I’ll admit upfront I barely know anything about Ponce de Leon Bank. I walked into a bank branch in northern Manhattan in 2002, specifically hoping that one day I’d be invited to participate in their IPO. My plan worked, a mere 15 years later.
In September I put in my order for PDLB at $10 per share.
The stock opened at $14.90 on October 2nd. Go me!
I don’t want you to think I normally get invited to participate in IPOs, which are generally reserved for institutions and extremely high net-worth people. Like, normally if you don’t have $100 million with a brokerage firm, it’s not worth asking about getting into the offering. The key to participating in this IPO is that I am a depositor, and Ponce de Leon Bank was a “mutual bank.”
Of the estimated 5,787 FDIC-insured banks in the United States an estimated 577 of them are mutually-owned banks , which means they were not founded by private or public investors, but rather by depositors.

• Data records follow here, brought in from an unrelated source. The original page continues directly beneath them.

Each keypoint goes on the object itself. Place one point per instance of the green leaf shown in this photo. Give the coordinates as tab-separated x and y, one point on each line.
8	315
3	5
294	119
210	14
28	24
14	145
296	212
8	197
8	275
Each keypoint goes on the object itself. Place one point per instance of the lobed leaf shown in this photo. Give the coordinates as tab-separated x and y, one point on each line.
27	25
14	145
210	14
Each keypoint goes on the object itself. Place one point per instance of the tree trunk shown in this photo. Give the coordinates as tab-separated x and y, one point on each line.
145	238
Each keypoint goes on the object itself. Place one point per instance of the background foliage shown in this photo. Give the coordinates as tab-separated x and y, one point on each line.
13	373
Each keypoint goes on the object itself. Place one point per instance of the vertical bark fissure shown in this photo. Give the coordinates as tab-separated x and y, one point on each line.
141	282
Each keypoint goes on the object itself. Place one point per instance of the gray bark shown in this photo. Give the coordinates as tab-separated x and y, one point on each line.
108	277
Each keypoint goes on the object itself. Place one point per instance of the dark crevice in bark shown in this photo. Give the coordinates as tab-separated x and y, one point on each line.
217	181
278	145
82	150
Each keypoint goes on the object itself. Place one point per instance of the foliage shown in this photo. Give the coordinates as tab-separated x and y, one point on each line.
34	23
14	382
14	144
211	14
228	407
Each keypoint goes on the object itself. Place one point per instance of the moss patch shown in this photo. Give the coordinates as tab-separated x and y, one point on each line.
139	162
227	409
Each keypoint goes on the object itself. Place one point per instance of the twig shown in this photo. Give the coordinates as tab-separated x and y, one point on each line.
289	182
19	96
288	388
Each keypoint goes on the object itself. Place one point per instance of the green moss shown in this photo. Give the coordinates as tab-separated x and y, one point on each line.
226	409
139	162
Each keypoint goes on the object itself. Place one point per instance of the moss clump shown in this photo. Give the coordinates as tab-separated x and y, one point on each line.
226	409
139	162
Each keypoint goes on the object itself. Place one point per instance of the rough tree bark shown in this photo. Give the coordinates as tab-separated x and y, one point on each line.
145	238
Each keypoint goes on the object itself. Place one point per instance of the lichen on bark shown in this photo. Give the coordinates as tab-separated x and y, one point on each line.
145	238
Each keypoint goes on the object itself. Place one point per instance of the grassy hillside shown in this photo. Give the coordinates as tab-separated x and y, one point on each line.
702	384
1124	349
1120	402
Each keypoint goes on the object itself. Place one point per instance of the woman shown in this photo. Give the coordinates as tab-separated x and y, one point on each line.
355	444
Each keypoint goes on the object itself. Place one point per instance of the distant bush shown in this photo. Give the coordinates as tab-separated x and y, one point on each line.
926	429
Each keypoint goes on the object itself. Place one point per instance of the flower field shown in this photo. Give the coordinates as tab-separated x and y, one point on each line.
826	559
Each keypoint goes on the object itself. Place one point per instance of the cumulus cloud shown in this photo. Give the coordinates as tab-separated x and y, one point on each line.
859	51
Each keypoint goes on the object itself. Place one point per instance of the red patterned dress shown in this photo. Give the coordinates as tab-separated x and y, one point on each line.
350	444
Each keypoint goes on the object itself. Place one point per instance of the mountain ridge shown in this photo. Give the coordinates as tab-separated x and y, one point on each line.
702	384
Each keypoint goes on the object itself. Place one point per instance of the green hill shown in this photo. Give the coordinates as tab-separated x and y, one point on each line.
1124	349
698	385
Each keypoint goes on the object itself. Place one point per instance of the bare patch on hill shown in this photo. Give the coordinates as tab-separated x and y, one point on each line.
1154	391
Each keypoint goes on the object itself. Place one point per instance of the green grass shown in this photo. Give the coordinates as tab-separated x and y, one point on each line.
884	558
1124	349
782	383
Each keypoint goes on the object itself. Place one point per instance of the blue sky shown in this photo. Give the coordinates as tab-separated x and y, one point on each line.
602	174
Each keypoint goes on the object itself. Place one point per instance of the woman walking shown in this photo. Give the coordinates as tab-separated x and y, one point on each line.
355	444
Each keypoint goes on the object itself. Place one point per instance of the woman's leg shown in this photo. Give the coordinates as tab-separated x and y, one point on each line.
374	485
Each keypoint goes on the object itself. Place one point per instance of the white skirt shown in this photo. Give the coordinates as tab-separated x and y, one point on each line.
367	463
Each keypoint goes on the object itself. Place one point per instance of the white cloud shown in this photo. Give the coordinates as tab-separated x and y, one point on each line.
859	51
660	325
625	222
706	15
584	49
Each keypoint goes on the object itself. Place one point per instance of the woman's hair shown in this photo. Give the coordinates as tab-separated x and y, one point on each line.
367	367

That means that when the bank management of a mutually-owned bank decides to go public – as quite a few banks decide to do each decade – the first people in line with rights to buy shares are its depositors. Like me. Also interestingly, although I opened just a $1,000 CD at Ponce de Leon Bank back in 2002, the offering prospectus gave me (and every depositor) the right to order up to $300,000 worth of shares. I didn’t, but the cool possibility is that I might have. A boy can dream, right?
Normally I’m opposed to even attempting to participate in IPOs, since the information-disadvantage between buyer and seller is too great. What I mean by that is that when startup owners and private equity owners of companies decide to sell shares in an IPO, they generally know far more about the business than do the purchasers of shares. Since the insiders are selling – the very definition of an IPO – it seems illogical to be overly excited as an outsider to buy. Even Warren Buffett agrees with me. Ok, more like I agree with him, when he wrote that “It’s almost a mathematical impossibility to imagine that, out of the thousands of things for sale on a given day, the most attractively priced is the one being sold by a knowledgeable seller (company insiders) to a less knowledgeable buyer (investors.)

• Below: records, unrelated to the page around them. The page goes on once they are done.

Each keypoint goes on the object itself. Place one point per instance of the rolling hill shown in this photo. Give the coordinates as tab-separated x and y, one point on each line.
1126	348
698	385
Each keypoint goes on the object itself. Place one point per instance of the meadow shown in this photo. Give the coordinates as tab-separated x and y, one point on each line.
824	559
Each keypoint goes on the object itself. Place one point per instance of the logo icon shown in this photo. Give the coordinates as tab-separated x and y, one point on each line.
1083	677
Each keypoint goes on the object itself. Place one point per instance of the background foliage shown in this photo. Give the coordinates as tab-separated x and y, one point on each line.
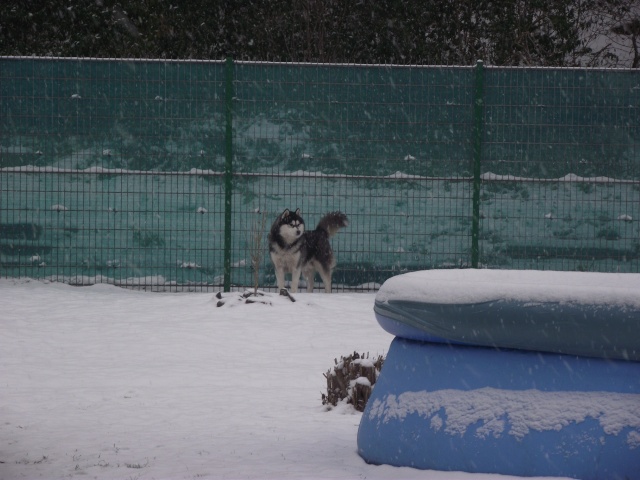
447	32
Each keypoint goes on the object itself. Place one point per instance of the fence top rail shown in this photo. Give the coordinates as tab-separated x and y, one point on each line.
110	59
318	64
485	177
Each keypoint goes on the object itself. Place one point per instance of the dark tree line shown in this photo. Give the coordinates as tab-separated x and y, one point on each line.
501	32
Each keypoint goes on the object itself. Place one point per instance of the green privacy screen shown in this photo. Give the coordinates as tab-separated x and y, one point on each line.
167	174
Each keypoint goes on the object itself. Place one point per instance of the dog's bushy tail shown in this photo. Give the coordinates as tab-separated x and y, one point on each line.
332	222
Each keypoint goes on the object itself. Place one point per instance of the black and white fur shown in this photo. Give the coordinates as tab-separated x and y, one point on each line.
297	251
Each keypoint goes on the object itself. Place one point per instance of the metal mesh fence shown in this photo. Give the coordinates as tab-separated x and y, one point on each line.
156	174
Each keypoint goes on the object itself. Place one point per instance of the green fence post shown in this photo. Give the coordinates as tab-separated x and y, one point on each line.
478	108
228	170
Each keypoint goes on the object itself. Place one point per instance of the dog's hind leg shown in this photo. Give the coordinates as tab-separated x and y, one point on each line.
295	279
310	278
325	274
280	278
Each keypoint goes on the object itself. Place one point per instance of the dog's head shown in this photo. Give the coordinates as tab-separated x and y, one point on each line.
291	225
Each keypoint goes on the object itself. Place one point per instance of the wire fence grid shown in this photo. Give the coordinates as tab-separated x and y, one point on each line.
156	174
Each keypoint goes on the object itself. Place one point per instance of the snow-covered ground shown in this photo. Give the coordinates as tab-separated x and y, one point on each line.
103	382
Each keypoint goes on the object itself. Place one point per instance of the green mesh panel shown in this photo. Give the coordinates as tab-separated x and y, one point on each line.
114	170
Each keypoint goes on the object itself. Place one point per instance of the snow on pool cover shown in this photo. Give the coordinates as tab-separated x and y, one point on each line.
509	372
588	314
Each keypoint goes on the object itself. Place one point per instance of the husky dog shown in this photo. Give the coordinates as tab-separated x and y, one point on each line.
296	251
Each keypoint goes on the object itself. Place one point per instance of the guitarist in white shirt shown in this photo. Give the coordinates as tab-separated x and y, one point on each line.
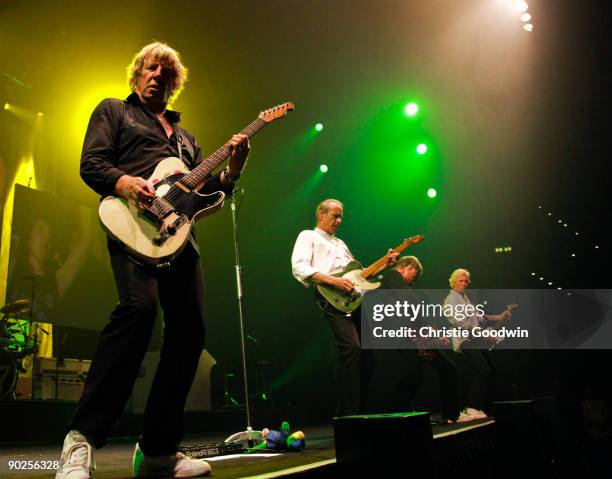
317	255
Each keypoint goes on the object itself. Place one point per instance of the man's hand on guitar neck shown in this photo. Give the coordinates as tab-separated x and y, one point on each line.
342	284
135	189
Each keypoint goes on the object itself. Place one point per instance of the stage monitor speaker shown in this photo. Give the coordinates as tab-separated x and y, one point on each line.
198	398
402	442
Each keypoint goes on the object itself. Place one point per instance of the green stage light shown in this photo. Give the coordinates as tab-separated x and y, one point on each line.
411	109
421	148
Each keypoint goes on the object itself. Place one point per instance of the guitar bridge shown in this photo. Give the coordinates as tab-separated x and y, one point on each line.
170	230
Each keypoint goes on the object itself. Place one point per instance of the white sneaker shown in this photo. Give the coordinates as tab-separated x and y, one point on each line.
175	465
463	417
77	460
476	413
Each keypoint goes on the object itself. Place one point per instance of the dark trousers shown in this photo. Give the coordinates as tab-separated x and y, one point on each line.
475	374
398	373
353	365
125	339
449	384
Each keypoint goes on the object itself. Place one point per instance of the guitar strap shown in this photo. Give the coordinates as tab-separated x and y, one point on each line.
183	141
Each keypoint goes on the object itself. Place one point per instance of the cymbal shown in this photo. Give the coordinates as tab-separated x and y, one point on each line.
19	306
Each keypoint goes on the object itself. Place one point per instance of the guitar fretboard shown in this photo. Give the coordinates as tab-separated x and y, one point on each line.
200	172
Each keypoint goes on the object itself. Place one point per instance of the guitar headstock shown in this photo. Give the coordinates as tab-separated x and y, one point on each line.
414	239
276	112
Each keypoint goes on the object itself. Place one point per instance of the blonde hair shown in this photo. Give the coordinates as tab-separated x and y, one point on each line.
455	276
410	261
169	57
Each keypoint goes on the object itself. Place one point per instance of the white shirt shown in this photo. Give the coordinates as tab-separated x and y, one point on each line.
316	251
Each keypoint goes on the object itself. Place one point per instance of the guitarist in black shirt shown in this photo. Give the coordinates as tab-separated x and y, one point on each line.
125	141
397	373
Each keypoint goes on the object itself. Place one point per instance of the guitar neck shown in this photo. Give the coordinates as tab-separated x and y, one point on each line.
380	263
200	172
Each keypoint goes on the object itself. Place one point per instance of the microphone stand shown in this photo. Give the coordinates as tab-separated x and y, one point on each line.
249	436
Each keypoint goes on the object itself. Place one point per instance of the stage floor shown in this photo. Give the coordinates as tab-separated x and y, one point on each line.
114	460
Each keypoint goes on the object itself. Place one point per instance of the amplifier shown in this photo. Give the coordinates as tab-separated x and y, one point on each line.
63	381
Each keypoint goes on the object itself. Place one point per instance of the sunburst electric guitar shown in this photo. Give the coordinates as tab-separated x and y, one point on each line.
348	302
157	234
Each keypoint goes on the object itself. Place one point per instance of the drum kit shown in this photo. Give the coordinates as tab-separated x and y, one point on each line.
18	340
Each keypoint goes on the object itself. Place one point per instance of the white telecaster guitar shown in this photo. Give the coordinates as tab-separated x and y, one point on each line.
160	232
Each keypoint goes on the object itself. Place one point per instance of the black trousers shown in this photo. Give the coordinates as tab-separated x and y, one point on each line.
475	375
398	374
353	365
125	339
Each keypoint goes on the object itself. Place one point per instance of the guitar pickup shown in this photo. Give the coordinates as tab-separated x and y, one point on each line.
170	230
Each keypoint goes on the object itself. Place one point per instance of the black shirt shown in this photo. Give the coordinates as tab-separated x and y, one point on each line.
124	137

But at least in this respect mutual bank IPOs are different. There is no “insider-owner” who decides to sell shares, since the owners are the depositors of the bank. The management of the bank – the board, president and key executives – is a kind of insider-group, but they also generally line up to purchase shares in a mutual bank IPO. They are certainly not selling. They can’t, since they are not owners.

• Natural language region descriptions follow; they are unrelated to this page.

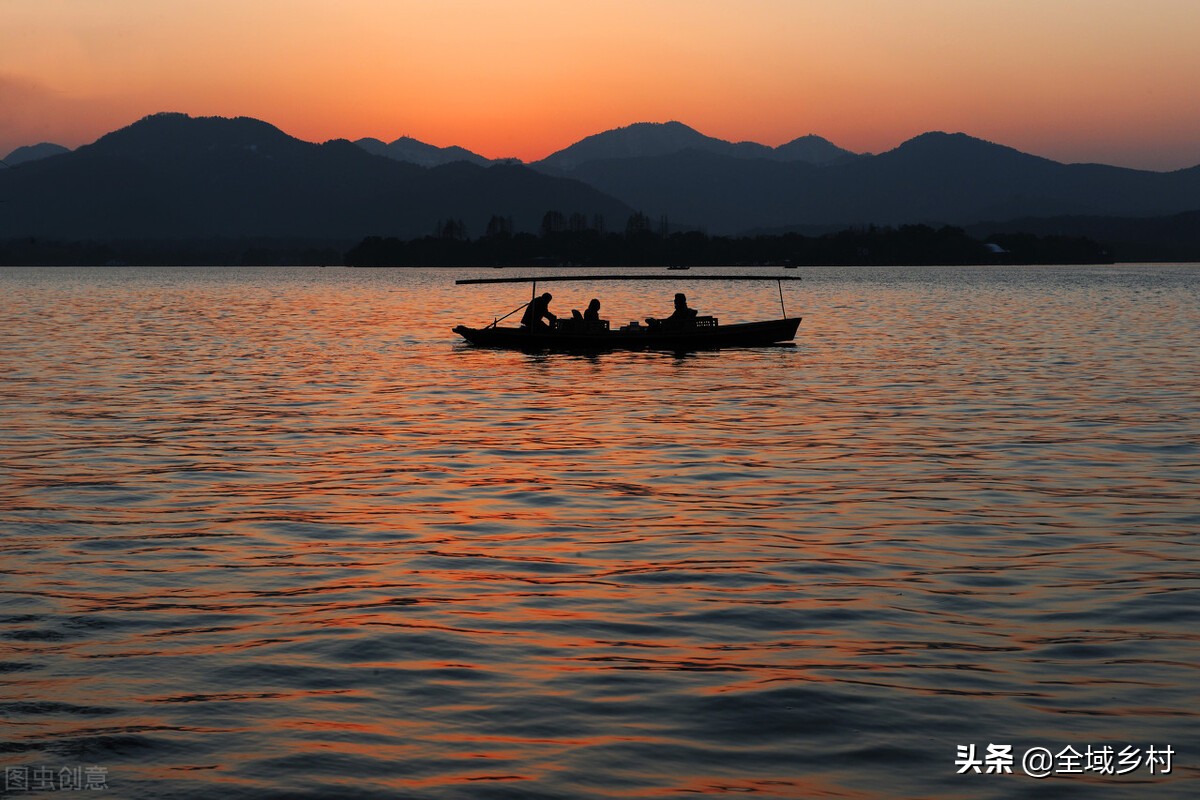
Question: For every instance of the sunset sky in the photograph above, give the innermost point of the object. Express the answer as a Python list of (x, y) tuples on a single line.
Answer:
[(1104, 80)]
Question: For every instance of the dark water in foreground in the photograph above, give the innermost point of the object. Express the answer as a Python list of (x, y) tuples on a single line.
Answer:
[(275, 533)]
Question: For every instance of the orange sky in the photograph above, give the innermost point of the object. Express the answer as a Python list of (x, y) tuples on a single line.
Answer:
[(1108, 80)]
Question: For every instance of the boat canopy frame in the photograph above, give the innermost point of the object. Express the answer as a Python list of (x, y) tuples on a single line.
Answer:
[(557, 278)]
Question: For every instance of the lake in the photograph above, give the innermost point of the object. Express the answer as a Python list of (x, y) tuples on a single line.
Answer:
[(279, 533)]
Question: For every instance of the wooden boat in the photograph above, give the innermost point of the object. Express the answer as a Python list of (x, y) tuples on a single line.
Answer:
[(706, 334)]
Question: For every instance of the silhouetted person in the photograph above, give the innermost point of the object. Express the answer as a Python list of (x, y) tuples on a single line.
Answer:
[(683, 316), (538, 311)]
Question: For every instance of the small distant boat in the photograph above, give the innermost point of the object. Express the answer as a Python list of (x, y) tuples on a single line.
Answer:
[(707, 334)]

As always, investing involves risk, and buying shares in a bank I don’t know anything about isn’t something I’d normally recommend. And yet, mutual bank IPOs that I’ve participated in since 2002 have a positive track record overall.
Third Federal Savings and Loan (renamed TFS Financial Corporation, TSFL) popped from $10 to 11.8 on its the first day in April 2007.
North East Community Bank (renamed Northeast Community Bancorp, NECB) traded to 11.25 on the first day in July 2006.
Atlas Bank, purchased by Kearny Financial (KRNY) ended its offering on the first day 10.9 in 2015.
I managed to lose money on Sound Community Bank (SNFL) in January 2008 and Cape Bank of New Jersey (CBNJ) in March 2008. I explain those anomalies as “everything risky lost money in 2008.” Those IPOs both opened below $10 per share, and I sold shares in both at a loss.
There have been a half-dozen others I’ve participated in since 2002, all up something after the IPO except for those two in 2008.
As with all investing opportunities that diverge from my 6-word investing mantra – Buy equity index funds! Never sell! – I’m not saying you should necessarily do this. There’s a real hassle factor involved in this mutual bank IPO hack. Bank statements and privacy notices fill up my post office box throughout the year. My accountant thinks I’m bizarre, collecting and reporting tiny amounts of interest from numerous banks. If I keeled over and died tomorrow, would my wife be willing or able to track down the 31 different CDs and savings accounts I have at mutual banks scattered around the country?
For the record, I own none of these shares now, nor do I own any individual stocks in my portfolio for that matter. With mutual bank IPOs, I generally sell at the earliest possible moment because, like I said, I don’t know anything about these banks.